1 India solar prices undercut fossil fuels (Michael
Safi in The Guardian) Wholesale solar power prices have reached another record
low in India, faster than analysts predicted and further undercutting the price
of fossil fuel-generated power in the country.
The tumbling price of solar energy also increases
the likelihood that India will meet – and by its own predictions, exceed – the
renewable energy targets it set at the Paris climate accords in December 2015. India
is the world’s third-largest carbon polluter.
Ensuring it generates as much of that energy as
possible from renewable sources is considered crucial to limiting catastrophic
global temperature increases.

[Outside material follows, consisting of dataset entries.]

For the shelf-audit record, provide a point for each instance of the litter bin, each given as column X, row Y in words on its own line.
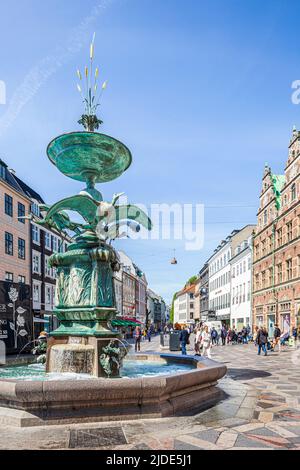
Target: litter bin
column 164, row 340
column 174, row 341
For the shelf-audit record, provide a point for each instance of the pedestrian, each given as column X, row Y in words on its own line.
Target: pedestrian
column 262, row 339
column 198, row 342
column 277, row 334
column 244, row 335
column 184, row 340
column 223, row 335
column 214, row 336
column 206, row 342
column 137, row 338
column 255, row 333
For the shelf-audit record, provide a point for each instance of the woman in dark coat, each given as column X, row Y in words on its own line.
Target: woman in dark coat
column 262, row 339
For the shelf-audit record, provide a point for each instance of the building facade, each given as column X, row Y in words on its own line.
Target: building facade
column 276, row 246
column 219, row 280
column 204, row 293
column 184, row 306
column 44, row 242
column 241, row 274
column 220, row 275
column 14, row 230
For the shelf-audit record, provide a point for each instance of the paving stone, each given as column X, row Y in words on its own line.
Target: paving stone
column 210, row 435
column 244, row 441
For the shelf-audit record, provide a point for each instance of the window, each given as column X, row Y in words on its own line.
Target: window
column 289, row 269
column 35, row 209
column 279, row 272
column 36, row 292
column 54, row 243
column 9, row 277
column 35, row 234
column 48, row 295
column 9, row 248
column 293, row 192
column 48, row 270
column 36, row 264
column 256, row 281
column 2, row 171
column 48, row 240
column 270, row 276
column 279, row 237
column 8, row 205
column 289, row 231
column 263, row 279
column 21, row 248
column 21, row 212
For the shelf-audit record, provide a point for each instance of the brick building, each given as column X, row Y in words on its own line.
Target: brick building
column 276, row 246
column 14, row 232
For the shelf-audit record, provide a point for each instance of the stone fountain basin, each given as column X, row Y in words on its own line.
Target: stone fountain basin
column 34, row 403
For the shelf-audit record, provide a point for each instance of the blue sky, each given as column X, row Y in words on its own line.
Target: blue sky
column 200, row 91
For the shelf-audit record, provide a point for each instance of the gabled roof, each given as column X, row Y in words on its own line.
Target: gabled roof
column 16, row 183
column 29, row 191
column 278, row 184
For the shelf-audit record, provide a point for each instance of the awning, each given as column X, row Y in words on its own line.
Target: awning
column 120, row 322
column 40, row 320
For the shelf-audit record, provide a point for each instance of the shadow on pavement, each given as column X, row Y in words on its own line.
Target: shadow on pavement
column 247, row 374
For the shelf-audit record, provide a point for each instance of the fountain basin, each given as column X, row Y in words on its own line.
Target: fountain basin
column 85, row 156
column 34, row 403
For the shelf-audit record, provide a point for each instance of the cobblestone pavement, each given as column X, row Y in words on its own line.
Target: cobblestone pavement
column 261, row 410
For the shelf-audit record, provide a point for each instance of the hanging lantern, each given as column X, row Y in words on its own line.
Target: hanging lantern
column 174, row 260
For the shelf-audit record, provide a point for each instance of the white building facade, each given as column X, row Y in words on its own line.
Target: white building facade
column 219, row 281
column 184, row 306
column 241, row 279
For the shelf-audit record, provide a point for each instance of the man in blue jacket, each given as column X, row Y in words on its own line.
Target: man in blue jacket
column 184, row 340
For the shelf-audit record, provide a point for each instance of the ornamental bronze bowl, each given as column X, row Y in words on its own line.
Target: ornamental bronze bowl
column 89, row 156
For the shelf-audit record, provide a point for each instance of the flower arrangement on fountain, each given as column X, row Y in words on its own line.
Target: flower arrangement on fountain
column 92, row 96
column 85, row 302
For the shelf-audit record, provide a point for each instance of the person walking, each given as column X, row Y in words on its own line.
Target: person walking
column 244, row 335
column 214, row 336
column 262, row 339
column 223, row 335
column 206, row 342
column 198, row 342
column 149, row 334
column 137, row 337
column 184, row 340
column 277, row 334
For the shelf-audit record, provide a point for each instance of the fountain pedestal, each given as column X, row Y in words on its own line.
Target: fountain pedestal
column 85, row 304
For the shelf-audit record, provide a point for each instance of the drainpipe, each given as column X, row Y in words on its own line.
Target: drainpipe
column 273, row 267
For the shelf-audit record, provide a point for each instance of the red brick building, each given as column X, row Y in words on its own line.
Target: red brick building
column 276, row 246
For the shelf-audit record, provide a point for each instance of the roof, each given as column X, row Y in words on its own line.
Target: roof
column 16, row 183
column 278, row 184
column 29, row 191
column 186, row 290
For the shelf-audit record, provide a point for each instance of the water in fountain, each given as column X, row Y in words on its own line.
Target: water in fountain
column 72, row 358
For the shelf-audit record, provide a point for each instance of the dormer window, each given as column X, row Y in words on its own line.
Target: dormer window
column 293, row 191
column 2, row 171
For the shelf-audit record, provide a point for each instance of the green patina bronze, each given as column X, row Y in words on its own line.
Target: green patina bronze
column 85, row 299
column 85, row 302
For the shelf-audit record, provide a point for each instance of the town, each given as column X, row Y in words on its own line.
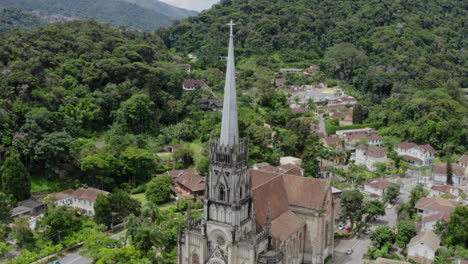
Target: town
column 249, row 133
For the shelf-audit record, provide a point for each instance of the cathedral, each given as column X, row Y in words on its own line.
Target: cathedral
column 257, row 215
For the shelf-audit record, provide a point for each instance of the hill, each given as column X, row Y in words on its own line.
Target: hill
column 163, row 8
column 405, row 59
column 116, row 13
column 11, row 18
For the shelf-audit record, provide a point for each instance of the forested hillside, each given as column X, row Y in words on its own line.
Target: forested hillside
column 13, row 18
column 161, row 7
column 116, row 13
column 407, row 59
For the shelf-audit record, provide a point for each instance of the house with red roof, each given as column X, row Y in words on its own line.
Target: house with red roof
column 190, row 85
column 376, row 188
column 370, row 156
column 463, row 161
column 417, row 155
column 440, row 174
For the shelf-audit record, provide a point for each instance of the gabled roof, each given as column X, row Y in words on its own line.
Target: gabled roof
column 427, row 238
column 437, row 216
column 192, row 181
column 378, row 183
column 457, row 170
column 376, row 152
column 89, row 194
column 62, row 195
column 437, row 204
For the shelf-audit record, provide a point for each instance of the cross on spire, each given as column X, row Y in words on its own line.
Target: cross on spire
column 231, row 24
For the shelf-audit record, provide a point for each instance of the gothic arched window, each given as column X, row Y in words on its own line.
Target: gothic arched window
column 195, row 259
column 222, row 193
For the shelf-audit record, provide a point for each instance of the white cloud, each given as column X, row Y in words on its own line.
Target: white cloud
column 197, row 5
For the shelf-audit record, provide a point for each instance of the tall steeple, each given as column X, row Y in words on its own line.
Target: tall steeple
column 229, row 126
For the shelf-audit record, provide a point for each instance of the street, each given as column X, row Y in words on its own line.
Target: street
column 75, row 257
column 360, row 245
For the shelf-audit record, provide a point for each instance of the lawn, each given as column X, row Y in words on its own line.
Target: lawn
column 44, row 185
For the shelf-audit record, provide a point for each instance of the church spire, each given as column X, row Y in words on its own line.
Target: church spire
column 229, row 126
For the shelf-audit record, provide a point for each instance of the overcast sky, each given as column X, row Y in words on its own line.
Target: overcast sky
column 197, row 5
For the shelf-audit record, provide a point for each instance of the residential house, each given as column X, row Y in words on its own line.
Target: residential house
column 30, row 207
column 376, row 188
column 185, row 67
column 439, row 175
column 429, row 221
column 375, row 140
column 63, row 197
column 438, row 190
column 427, row 206
column 188, row 184
column 280, row 83
column 287, row 71
column 423, row 246
column 418, row 155
column 463, row 161
column 84, row 199
column 370, row 156
column 190, row 85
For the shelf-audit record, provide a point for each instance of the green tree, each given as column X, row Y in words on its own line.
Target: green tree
column 102, row 169
column 352, row 204
column 59, row 221
column 158, row 189
column 136, row 115
column 6, row 205
column 184, row 156
column 406, row 231
column 15, row 178
column 102, row 211
column 373, row 209
column 139, row 164
column 382, row 236
column 22, row 232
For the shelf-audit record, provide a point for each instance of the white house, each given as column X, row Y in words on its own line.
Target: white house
column 190, row 85
column 440, row 174
column 427, row 206
column 429, row 222
column 463, row 161
column 438, row 190
column 369, row 156
column 423, row 246
column 376, row 187
column 82, row 198
column 418, row 155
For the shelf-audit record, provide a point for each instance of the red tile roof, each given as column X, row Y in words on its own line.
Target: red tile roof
column 436, row 204
column 89, row 194
column 378, row 183
column 457, row 170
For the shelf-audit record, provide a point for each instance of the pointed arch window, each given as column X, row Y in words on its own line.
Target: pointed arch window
column 195, row 259
column 222, row 193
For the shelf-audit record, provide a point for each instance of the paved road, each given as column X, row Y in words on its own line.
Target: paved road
column 75, row 257
column 360, row 245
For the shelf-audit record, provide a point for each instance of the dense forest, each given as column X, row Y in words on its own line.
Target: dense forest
column 406, row 59
column 114, row 12
column 13, row 18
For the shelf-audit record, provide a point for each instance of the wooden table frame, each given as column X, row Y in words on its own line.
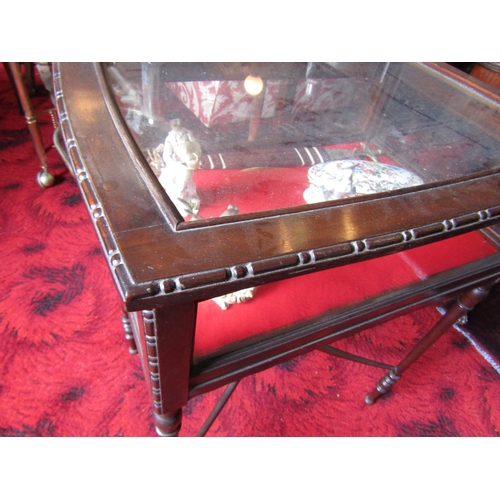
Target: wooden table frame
column 162, row 272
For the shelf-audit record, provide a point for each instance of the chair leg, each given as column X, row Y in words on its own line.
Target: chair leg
column 462, row 305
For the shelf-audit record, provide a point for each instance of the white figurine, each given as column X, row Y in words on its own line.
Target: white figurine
column 182, row 155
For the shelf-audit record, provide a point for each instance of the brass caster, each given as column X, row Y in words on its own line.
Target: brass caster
column 45, row 179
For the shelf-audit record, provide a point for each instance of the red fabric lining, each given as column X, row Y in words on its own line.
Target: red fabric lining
column 284, row 302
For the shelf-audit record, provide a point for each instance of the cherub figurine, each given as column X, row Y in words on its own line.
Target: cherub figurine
column 182, row 155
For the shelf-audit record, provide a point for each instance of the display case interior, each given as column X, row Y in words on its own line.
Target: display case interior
column 257, row 137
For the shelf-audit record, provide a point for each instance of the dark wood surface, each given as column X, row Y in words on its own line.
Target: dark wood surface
column 163, row 265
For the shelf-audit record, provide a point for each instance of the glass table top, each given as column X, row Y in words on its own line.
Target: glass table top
column 241, row 138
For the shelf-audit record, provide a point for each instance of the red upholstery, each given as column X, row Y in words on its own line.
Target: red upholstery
column 281, row 303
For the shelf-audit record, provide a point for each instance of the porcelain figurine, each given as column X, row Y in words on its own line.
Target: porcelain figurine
column 224, row 301
column 334, row 180
column 181, row 157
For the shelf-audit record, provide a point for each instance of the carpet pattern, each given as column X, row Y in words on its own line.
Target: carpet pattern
column 65, row 369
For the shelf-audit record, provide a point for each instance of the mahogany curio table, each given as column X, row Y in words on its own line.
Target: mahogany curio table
column 285, row 173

At a reverse auction in Rajasthan, power
companies Phelan Energy and Avaada Power each offered to charge 2.62 rupees per
kilowatt-hour (kWh) of electricity generated from solar panels they hope to
build at an energy park in the desert state. Last year’s previous record lowest
bid was 4.34 rupees per kWh.
Analysts called the 40% price drop “world historic”
and said it was driven by cheaper finance and growing investor confidence in
India’s pledge to dramatically increase its renewable energy capacity.

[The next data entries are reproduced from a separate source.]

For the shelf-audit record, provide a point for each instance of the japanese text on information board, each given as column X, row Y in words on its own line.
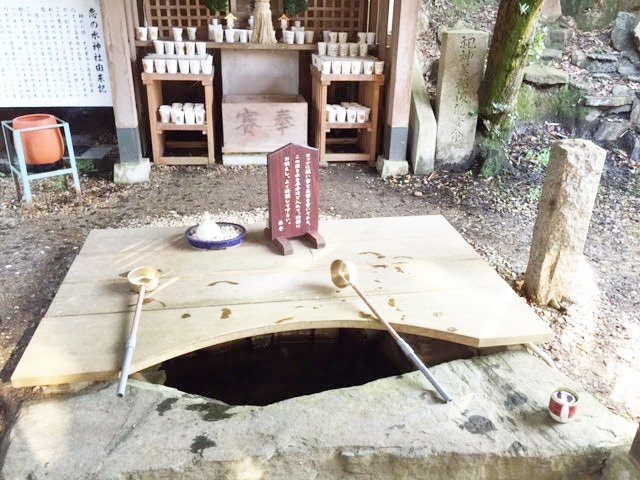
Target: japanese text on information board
column 52, row 54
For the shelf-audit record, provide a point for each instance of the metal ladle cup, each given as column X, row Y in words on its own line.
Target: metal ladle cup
column 143, row 279
column 344, row 273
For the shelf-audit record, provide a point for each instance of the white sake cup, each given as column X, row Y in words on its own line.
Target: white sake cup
column 152, row 33
column 194, row 66
column 159, row 46
column 183, row 66
column 142, row 34
column 308, row 36
column 147, row 65
column 160, row 66
column 172, row 65
column 189, row 117
column 169, row 48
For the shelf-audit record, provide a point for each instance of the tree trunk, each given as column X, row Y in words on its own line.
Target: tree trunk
column 514, row 30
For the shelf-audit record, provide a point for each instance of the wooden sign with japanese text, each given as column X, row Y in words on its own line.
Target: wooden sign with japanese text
column 53, row 54
column 294, row 194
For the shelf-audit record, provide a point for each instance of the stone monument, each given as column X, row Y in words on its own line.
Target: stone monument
column 560, row 232
column 460, row 72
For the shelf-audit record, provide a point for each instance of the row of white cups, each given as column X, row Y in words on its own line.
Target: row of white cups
column 181, row 114
column 335, row 66
column 182, row 65
column 349, row 112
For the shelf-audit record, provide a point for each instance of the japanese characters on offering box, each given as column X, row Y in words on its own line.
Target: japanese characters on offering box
column 52, row 53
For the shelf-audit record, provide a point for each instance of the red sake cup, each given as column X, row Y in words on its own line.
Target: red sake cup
column 563, row 405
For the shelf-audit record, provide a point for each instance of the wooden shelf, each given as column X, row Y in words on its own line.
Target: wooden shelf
column 343, row 125
column 327, row 78
column 205, row 78
column 242, row 46
column 346, row 157
column 365, row 138
column 153, row 82
column 181, row 128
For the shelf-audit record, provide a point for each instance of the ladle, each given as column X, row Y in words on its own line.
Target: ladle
column 343, row 274
column 143, row 279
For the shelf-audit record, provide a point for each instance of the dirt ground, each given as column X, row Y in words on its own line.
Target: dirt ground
column 597, row 334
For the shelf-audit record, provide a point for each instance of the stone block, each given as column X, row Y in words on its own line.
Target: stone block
column 128, row 173
column 622, row 32
column 422, row 126
column 243, row 159
column 557, row 37
column 568, row 193
column 551, row 11
column 611, row 129
column 601, row 63
column 551, row 54
column 620, row 466
column 545, row 75
column 607, row 102
column 460, row 72
column 497, row 427
column 578, row 58
column 391, row 168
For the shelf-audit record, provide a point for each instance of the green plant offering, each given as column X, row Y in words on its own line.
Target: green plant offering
column 216, row 5
column 295, row 7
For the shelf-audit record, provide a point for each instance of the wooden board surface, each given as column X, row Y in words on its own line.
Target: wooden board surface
column 418, row 271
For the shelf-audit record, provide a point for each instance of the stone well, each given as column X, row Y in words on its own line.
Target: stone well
column 393, row 428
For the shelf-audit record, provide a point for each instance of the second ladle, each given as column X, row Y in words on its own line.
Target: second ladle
column 343, row 274
column 143, row 279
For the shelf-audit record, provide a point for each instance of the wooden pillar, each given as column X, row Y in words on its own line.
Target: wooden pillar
column 114, row 20
column 399, row 68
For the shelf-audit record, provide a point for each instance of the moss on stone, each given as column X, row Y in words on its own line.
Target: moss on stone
column 211, row 411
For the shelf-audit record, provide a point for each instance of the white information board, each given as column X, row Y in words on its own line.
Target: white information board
column 52, row 54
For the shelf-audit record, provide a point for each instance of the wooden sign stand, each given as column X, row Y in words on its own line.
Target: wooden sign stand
column 293, row 174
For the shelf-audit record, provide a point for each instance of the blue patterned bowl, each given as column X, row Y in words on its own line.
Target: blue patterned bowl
column 216, row 244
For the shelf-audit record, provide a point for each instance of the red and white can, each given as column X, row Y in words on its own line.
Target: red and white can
column 563, row 405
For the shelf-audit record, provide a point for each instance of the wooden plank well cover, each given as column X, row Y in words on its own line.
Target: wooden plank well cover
column 418, row 271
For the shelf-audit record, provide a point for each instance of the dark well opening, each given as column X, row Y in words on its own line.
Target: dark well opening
column 270, row 368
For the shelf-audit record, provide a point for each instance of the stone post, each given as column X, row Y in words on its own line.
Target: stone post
column 559, row 234
column 460, row 72
column 635, row 448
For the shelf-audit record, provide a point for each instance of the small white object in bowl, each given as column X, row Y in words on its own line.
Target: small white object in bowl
column 208, row 230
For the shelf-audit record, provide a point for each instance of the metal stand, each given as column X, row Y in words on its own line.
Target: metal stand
column 19, row 172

It reduces the market price of solar tariffs well
past the average charged by India’s largest thermal coal conglomerate,
currently around 3.20 rupees per kWh . Wholesale price bids for wind energy
also reached a record low of 3.46 rupees in February.
By 2022, India aims to have the capacity to generate
175 gigawatts of power from solar, biomass and wind energy. A draft report by
the country’s electricity agency in December predicted that capacity would
increase to 275 gigawatts by 2027. The same draft report said it was unlikely
India would need any new coal power stations for at least 10 years, beyond the
50 gigawatts of projects already in the pipeline.

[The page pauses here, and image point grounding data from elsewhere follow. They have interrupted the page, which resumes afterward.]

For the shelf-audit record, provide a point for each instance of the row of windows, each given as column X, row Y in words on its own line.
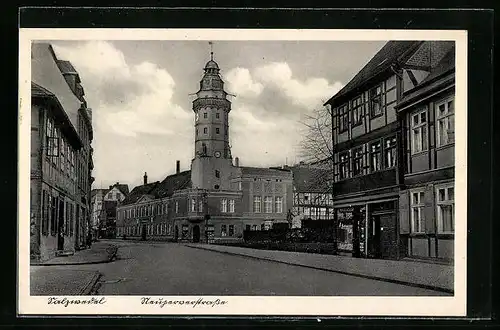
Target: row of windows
column 353, row 162
column 54, row 208
column 445, row 126
column 445, row 204
column 356, row 109
column 268, row 204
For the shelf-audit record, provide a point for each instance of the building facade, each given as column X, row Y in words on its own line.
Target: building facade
column 379, row 156
column 426, row 111
column 217, row 199
column 57, row 142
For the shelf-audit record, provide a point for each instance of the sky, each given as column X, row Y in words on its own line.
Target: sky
column 141, row 97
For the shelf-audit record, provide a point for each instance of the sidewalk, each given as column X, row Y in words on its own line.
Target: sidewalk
column 421, row 274
column 98, row 253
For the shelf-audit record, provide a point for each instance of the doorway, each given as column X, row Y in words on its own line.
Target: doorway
column 60, row 226
column 143, row 232
column 196, row 234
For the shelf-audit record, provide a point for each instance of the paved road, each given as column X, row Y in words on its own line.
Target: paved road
column 175, row 269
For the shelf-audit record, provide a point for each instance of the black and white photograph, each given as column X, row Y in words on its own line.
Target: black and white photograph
column 209, row 168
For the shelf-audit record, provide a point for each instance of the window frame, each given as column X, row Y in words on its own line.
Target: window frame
column 439, row 204
column 446, row 117
column 371, row 153
column 357, row 105
column 420, row 206
column 344, row 164
column 372, row 97
column 421, row 127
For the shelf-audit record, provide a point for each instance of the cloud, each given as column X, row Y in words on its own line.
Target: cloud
column 240, row 81
column 137, row 126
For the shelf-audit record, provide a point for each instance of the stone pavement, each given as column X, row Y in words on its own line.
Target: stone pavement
column 98, row 253
column 420, row 274
column 62, row 279
column 45, row 281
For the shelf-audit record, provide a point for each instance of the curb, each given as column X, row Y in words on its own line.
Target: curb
column 87, row 289
column 111, row 257
column 370, row 277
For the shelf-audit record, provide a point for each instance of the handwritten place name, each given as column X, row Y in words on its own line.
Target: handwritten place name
column 66, row 302
column 200, row 302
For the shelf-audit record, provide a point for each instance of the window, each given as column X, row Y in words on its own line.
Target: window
column 268, row 204
column 375, row 157
column 419, row 132
column 376, row 101
column 256, row 204
column 445, row 207
column 357, row 161
column 357, row 111
column 445, row 123
column 45, row 214
column 343, row 118
column 344, row 165
column 278, row 205
column 390, row 152
column 417, row 211
column 193, row 205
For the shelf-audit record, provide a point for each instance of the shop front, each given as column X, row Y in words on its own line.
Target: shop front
column 368, row 230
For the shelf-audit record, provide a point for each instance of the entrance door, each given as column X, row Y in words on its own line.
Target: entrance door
column 374, row 237
column 60, row 226
column 388, row 236
column 196, row 234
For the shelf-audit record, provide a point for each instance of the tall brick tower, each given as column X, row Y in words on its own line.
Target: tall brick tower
column 211, row 167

2 Toyota’s first profit fall in five years (BBC) Japanese
car giant Toyota has seen profits fall for the first time in half a decade. The
firm said it sold more cars in the year to March 2017 than in the previous 12
months but that higher costs and currency fluctuations hit results.
The profit of 1.83 trillion yen ($16.1bn) was down
21% from 2016-17. Toyota has warned next year's profits will be even lower, due
to the strength of the Japanese currency. Toyota, which has lost its
top-selling carmaker status to Germany's Volkswagen sold 10.25 million vehicles
over the year, up from 10.19 million units a year earlier.
However income from those sales was slightly down at
27.6 trillion yen. The carmaker has been struggling in the US, its biggest
market. Sales fell in North America as it battled to meet demand for bigger
cars such as sport utility vehicles, which have become more affordable to drive
thanks to lower petrol prices.
3 Snapchat shares plunge (Straits Times) Snap Inc
shares plunged after the Snapchat parent reported slowing user growth and
revenue that missed analyst estimates amid stiff competition from copycat
messaging apps.
Snap's net loss widened to 2.21 billion, or $2.31
per share, in the first quarter, from $104.6 million, or 14 cents per share,
due to stock-based compensation related to its IPO. Shares tumbled nearly 24
per cent in after-hours trading to $17.58, wiping some $5 billion from Snap's
market capitalization in the latest reversal after a red-hot March initial
public offering, which was the biggest for a US tech company since Facebook Inc
in 2012.
That performance echoed slides in Facebook and
Twitter after they posted debut scorecards following their IPOs. Twitter shares
cratered 24 per cent the next day, while Facebook's tumbled 11 per cent, still
the biggest-ever one-day losses for both.
Snap said its daily active users (DAUs) rose 36.1
percent to 166 million in the first quarter from a year earlier, marking a
slowdown from the 47.7 per cent rise for the fourth quarter and 62.8 per cent
jump for the third quarter that the company reported in its IPO filing.